Half the reviews “Steady Rollin’” Bob Margolin is getting on his new album My Road mention Muddy Waters’ name before it does his.
“It will be on my obituary, too.” He says. After all, Margolin was Muddy Waters’ lead guitarist from 1973 to 1980. He’s featured prominently playing with Muddy in The Martin Scorsese film The Last Waltz. He’s on all four of the Muddy Waters albums produced by Johnny Winter. Margolin also produced and consulted on the Blues Sky Muddy Waters releases for Sony/Legacy, and as a Keeping The Blue Alive in Journalism recipient he has written for a couple of decades on Muddy’s legacy.
Asked if that association is both a blessing and a curse, he doesn’t hesitate a moment to say that it is. “Absolutely it is! I learned a lot from Muddy. I loved his music more than anyone. He was the one for me. He was the one who inspired me the most before I met him, and I have those credentials, and people come to me and hope to hear something about Muddy both musically and in my writing and in person and in conversations, and I’m thrilled to do it. I know it would make Muddy happy. Sometimes you can do something for somebody even after they’re gone, and it’s the right thing to do.
“I know Muddy would love that I’m telling stories about him that they wouldn’t hear in other ways that carry on the spirit of his music. He’s so heavy. He truly is. He was one of the greatest at his profession ever in the world, and because he’s that strong, people tend to associate me with him before they associate me with myself.

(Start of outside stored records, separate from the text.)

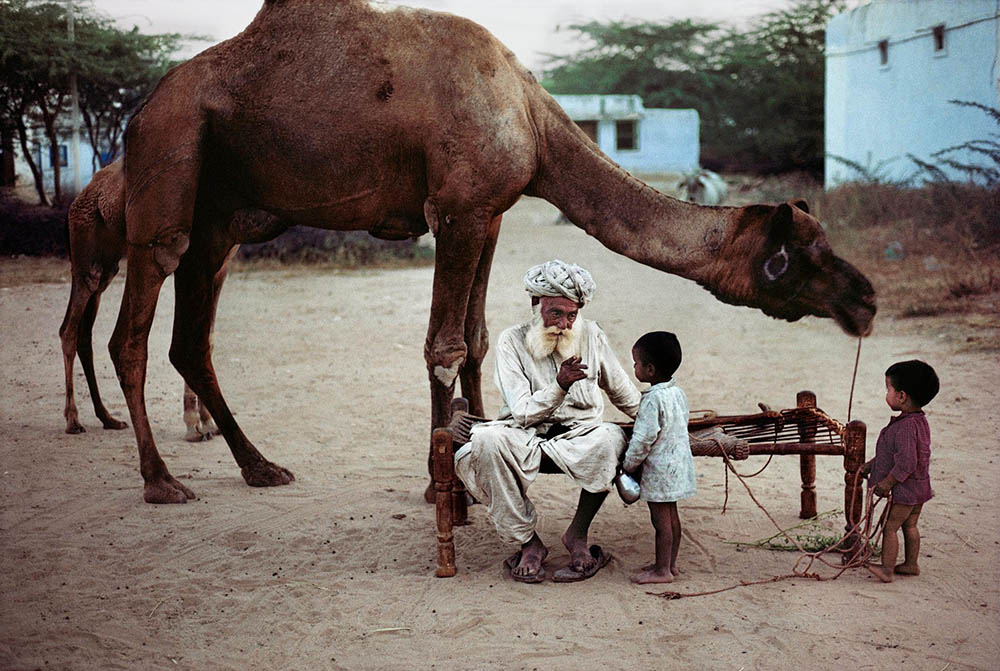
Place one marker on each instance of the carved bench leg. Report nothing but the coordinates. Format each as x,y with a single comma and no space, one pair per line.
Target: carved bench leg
444,475
854,459
807,462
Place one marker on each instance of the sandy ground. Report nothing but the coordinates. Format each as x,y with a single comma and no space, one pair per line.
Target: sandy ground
336,571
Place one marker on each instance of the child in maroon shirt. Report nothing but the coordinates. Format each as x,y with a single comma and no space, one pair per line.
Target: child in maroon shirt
901,464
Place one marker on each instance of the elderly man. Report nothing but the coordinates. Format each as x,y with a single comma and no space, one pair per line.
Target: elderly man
550,372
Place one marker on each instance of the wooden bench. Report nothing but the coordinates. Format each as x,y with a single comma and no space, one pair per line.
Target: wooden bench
804,430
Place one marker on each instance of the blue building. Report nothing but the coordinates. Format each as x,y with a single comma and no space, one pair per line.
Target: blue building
641,140
891,68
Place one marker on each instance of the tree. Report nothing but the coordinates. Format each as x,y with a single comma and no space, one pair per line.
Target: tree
759,91
114,69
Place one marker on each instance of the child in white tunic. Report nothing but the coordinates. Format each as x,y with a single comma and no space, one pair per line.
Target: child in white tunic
660,449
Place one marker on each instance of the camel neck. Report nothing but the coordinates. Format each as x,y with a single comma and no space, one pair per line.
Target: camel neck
623,213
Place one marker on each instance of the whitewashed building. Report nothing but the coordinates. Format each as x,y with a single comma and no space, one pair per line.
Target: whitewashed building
639,139
891,68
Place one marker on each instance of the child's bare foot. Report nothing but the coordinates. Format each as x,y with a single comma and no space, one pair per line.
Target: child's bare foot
652,575
652,567
880,572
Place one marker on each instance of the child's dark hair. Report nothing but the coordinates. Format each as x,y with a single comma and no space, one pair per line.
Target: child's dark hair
916,378
662,349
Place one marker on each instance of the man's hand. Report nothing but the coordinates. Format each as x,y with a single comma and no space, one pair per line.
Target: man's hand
570,371
884,487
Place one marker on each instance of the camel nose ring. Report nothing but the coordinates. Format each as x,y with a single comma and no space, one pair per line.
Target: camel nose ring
781,256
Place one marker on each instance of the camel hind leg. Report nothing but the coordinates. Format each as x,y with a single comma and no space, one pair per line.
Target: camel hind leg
85,350
76,334
198,281
197,417
79,298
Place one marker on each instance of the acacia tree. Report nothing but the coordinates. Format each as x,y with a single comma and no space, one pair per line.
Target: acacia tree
114,68
759,90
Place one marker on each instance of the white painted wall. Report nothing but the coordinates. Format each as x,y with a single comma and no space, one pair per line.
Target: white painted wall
668,139
877,114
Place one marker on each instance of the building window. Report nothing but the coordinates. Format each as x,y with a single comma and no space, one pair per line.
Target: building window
59,154
938,33
625,135
590,128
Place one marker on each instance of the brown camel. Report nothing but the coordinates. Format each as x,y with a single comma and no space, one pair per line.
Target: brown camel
97,244
339,115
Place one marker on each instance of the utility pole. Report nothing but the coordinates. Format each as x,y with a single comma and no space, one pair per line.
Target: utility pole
75,113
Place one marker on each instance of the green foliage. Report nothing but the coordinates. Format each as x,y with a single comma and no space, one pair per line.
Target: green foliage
759,91
38,61
988,149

“It’s a blessing and a curse, and there’s nothing you can do but deal with the duality of it. I’m not going to stop or abandon the incredible gift that Muddy gave me, and I’m not going to deny people who want to know about it. I really want to do that, but at the same time, and especially on this album, there are plenty of songs that have nothing to do with it.”
The new album he refers to is My Road. Thirty-three years after Muddy’s death, Margolin is at the second tipping point of his post-Muddy career. The first came in 1989 when he decided to first record his own albums. Now, he’s poured his soul into My Road to the point of selling two priceless guitars to pay for the CD. Of course, everything has its price, and he got $35,000 for the two guitars, but that’s when his problems began.
“Recording today often combines the best of the old and the new. I’ve done a lot of different kinds of recording now. On the album I just did I spared no expense and no amount of time. I spent a lot of time writing the songs and making the demos. I got a producer. I used a studio and a golden-eared engineer and did not skimp on it for money.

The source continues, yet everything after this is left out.